In May, the governments of the EU, the US, China, India, Japan, Russia and Korea initialled a treaty to build the International Thermonuclear Experimental Reactor (ITER), the world's largest fusion machine, in a forest at Cadarache in Provence. They will sign formally in November. Half of the money will come from the EU. ITER will take a decade to build and will then run for two further decades, performing tens of thousands of fusion experiments. At the end of that time, say its backers, the world will know once and for all if nuclear fusion has a viable future. Technically viable, that is. The economics will come later.

"This is the most significant science treaty ever signed, the world's biggest scientific collaboration," said Janez Potoc?nik, EU commissioner for science and research, at the initialling ceremony in Brussels. Britain's top fusion administrator, Chris Llewellyn Smith, smiled in the background. A tall, white-haired physicist and knight of the realm, he is director of the world's largest existing reactor, in the village of Culham in Oxfordshire. He says simply: "This project is of huge significance. It could lift billions out of poverty," by providing them with cheap electricity for the first time.

Not everyone is so sure. Greens dismiss the project as a "dangerous toy" and a waste of money that could be paying for thousands of wind farms. Even among physicists not everyone thinks that fusion has a future. Embarrassingly, shortly before the Brussels ceremony, America's leading research journal Science published the posthumous testament of one of fusion's pioneers, William Parkins, who concluded that "the history of this dream is as expensive as it is discouraging." The US alone, Parkins said, had spent $20bn on the fusion quest over 50 years, without result. It was time to write off the venture. The journal's editor publicly backed the conclusion. As of May, the world is engaged in a game of double or quits to prove them wrong.


How does fusion work?

To see fusion in action, go to Culham in Oxfordshire. As well as being the largest, the fusion reactor known as JET (Joint European Torus) is, by common consent, the world's most successful. It is the prototype for the ITER machine, standing 20 metres high and surrounded by an acre of equipment on the site of the British Atomic Energy Authority.

It cost €1bn to build and so far, over its 23-year life, has cost another €1bn to run. It has at times soaked up half of Britain's entire government budget for energy research.

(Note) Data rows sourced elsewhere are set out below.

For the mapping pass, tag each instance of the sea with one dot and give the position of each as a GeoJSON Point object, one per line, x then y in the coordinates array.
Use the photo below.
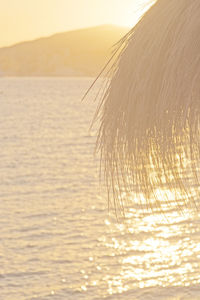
{"type": "Point", "coordinates": [58, 239]}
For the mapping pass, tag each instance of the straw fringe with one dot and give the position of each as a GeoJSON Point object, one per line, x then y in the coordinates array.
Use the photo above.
{"type": "Point", "coordinates": [150, 113]}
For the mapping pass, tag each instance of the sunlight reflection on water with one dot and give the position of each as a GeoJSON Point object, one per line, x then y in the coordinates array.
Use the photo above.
{"type": "Point", "coordinates": [57, 239]}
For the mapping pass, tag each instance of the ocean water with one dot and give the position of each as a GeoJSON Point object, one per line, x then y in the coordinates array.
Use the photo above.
{"type": "Point", "coordinates": [57, 238]}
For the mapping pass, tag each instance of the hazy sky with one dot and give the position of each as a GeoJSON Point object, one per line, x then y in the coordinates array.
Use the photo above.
{"type": "Point", "coordinates": [28, 19]}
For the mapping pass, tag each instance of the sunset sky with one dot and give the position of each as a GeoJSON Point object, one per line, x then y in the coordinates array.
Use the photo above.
{"type": "Point", "coordinates": [29, 19]}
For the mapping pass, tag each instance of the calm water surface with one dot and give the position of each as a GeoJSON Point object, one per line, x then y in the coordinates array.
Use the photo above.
{"type": "Point", "coordinates": [57, 239]}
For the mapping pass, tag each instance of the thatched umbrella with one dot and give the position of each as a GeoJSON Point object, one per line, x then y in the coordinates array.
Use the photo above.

The reactor is constantly doing experiments into the more abstruse physics of how to make fusion happen, how to control it and how to do it better. Its greatest moment came in 1997 when, for a fraction of a second, the reactor produced 16.1 megawatts of electricity, which is still a world record. Headlines went round the world, though few mentioned that it took 25 megawatts to heat the reactor, and even more to run the other bits needed to keep it going, just for that fraction of a second.

The fact is that the Culham reactor, far from producing power, is by some way Britain's biggest single electricity user. During a typical experiment, of a kind undertaken several times a night and some 66,000 times in its history, the plant briefly consumes up to 2 per cent of all the electricity capacity available in the country. Its proximity to Didcot power station is probably no coincidence.

So what happens inside this extraordinary machine? Superficially it is a gas-burning boiler. But it is a boiler that requires only a tiny amount of nuclear fuel—about a gram at any one time—to generate vast amounts of energy. The fuel is made up of two isotopes of hydrogen, known as deuterium and tritium. The former is extracted from ordinary water. The latter, which is mildly radioactive, can be collected from the waste streams of some nuclear fission reactors, manufactured from lithium, a relatively common metal, or generated inside the fusion reactor itself. The purpose of the reactor is to burn these two isotopes at super-high temperatures, generated by the world's hottest microwave oven. Heated enough, they form a plasma—a superheated gas—and fuse together. When that happens, they create another element, helium, plus large amounts of energy.